Jeffrey Promnitz, CEO of Zeffert and Associates, gave an example of an otherwise stellar employee who forgot a resident request to move to a new unit. The resident had a note from a doctor. However, the employee was rushing out the door to get to a college class. She forgot about the request, and she did not write a note to remind herself when she returned to the office. The incident eventually led to a lawsuit. Promnitz says this is where documentation is critical.
“You don’t want to become the next test case for a fair housing case.”
So how do we encourage our staff to stay on top of something as simple as leaving a sticky note to remind themselves the next day?
“Sometimes people are not fully aware of the necessary documentation,” said panelist Iyen Acosta, an associate with Reno and Cavanaugh. “Educate your staff to show we did everything we needed to do.”
Acosta also suggested regular meetings to review the day.

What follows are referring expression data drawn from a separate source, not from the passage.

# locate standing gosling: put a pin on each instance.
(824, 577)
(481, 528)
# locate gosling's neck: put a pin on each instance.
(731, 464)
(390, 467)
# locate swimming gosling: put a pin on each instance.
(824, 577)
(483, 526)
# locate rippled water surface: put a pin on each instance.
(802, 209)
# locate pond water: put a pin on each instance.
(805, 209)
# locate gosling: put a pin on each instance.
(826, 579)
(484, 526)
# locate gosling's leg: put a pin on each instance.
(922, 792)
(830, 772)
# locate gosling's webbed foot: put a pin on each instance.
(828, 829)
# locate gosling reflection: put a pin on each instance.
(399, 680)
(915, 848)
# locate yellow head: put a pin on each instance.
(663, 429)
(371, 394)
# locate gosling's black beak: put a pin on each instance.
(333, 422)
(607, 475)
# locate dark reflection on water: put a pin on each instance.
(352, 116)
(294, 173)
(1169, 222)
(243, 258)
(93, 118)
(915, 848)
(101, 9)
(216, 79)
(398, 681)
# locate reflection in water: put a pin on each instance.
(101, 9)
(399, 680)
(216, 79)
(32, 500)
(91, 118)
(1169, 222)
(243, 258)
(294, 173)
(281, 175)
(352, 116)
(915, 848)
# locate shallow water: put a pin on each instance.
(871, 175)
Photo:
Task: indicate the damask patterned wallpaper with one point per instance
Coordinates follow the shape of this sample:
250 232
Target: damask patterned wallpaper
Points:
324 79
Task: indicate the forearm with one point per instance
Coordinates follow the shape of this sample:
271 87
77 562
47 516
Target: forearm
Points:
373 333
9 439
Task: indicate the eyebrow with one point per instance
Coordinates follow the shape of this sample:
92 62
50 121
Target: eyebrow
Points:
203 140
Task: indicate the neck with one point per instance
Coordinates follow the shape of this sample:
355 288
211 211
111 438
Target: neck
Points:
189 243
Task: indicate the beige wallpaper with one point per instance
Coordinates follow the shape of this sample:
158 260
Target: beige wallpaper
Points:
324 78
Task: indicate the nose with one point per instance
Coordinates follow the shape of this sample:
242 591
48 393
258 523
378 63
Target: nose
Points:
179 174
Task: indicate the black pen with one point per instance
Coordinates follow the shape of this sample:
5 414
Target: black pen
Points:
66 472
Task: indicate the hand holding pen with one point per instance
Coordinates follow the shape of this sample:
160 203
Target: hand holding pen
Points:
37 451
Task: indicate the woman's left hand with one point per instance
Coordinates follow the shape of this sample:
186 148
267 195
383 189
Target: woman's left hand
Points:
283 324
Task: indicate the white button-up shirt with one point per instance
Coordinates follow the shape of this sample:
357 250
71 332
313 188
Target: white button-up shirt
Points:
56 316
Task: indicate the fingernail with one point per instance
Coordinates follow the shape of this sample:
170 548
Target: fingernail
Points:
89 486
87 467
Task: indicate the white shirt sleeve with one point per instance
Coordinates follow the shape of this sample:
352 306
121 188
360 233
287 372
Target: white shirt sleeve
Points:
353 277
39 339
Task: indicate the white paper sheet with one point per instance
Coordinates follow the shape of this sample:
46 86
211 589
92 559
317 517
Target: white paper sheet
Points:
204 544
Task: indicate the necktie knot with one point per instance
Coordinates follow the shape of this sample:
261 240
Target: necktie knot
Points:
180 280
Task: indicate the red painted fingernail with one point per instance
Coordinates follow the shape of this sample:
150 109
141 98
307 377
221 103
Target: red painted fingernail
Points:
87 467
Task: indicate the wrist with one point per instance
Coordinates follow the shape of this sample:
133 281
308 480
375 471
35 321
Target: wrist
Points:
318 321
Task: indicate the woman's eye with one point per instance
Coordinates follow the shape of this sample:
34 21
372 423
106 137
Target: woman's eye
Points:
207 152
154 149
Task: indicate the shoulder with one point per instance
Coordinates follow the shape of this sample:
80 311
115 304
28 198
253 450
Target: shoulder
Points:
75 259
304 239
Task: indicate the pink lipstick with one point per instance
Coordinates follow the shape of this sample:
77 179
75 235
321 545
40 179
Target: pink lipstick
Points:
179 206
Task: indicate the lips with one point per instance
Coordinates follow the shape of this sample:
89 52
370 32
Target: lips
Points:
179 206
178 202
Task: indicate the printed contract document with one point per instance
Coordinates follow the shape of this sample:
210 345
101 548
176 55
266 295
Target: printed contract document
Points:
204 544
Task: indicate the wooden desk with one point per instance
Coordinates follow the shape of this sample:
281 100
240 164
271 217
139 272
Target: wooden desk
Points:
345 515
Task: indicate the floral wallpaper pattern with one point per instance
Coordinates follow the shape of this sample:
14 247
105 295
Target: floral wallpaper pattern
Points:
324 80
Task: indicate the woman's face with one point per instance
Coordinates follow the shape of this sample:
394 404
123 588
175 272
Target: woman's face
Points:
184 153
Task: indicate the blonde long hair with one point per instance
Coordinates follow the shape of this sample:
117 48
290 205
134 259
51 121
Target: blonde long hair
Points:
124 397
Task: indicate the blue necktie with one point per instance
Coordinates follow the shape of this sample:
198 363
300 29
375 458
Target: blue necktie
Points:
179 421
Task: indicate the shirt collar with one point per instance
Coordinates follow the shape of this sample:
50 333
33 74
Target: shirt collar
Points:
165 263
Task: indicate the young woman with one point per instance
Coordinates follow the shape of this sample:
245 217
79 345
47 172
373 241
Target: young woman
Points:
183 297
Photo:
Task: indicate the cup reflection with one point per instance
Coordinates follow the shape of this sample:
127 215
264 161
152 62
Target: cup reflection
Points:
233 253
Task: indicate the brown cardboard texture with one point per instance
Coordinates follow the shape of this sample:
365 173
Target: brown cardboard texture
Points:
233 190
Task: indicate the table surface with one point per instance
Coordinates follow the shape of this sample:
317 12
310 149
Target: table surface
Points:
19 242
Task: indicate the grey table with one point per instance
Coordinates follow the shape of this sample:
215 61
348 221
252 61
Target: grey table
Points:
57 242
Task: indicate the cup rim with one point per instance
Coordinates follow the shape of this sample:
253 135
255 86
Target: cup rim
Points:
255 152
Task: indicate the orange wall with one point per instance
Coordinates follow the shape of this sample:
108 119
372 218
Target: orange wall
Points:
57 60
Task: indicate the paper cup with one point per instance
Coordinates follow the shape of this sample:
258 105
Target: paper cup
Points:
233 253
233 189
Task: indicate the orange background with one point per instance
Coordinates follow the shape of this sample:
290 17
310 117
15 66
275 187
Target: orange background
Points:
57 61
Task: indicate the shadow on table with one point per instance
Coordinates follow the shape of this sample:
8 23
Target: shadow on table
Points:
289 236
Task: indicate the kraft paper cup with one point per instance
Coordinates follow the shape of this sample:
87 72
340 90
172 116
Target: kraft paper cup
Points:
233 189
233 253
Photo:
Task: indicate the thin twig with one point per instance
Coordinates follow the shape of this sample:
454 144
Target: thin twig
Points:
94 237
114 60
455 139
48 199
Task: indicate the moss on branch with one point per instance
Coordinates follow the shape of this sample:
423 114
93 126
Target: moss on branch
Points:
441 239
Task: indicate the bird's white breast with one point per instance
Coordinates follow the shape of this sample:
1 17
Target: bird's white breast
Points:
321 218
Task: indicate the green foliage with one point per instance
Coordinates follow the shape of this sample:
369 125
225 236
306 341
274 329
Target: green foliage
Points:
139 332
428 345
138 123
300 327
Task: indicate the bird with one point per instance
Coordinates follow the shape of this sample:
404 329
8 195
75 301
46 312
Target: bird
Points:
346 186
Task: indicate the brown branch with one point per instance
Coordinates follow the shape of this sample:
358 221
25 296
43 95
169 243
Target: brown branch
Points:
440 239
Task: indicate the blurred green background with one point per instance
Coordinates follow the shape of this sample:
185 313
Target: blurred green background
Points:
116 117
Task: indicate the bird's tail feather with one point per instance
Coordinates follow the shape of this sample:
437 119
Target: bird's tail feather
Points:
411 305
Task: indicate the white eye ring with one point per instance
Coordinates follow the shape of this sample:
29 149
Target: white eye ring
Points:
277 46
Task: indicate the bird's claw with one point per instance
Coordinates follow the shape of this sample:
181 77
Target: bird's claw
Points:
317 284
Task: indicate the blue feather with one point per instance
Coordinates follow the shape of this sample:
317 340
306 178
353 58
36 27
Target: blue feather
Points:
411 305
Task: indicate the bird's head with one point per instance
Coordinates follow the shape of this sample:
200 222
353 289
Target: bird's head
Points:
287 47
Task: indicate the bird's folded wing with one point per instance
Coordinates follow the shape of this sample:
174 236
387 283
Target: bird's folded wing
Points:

Get your staff to discuss any issues or requests that came up that day. This daily meeting should include Maintenance Staff.
Promnitz told the O/As to use the Four P’s… Post Public Policy for People.
“Create something for your properties and post it everywhere,” he said.
The public posting creates a higher probability that your staff will take ownership of the policies. It also goes a long way with investigators.
“It shows you put forth and effort in addition to regulations training,” Acosta said.
Training is equally important. Initial onboard training lets your staff know upfront what both you and HUD expect of them.
“You train everybody,” Promnitz noted. “Especially anybody who comes in contact with residents.”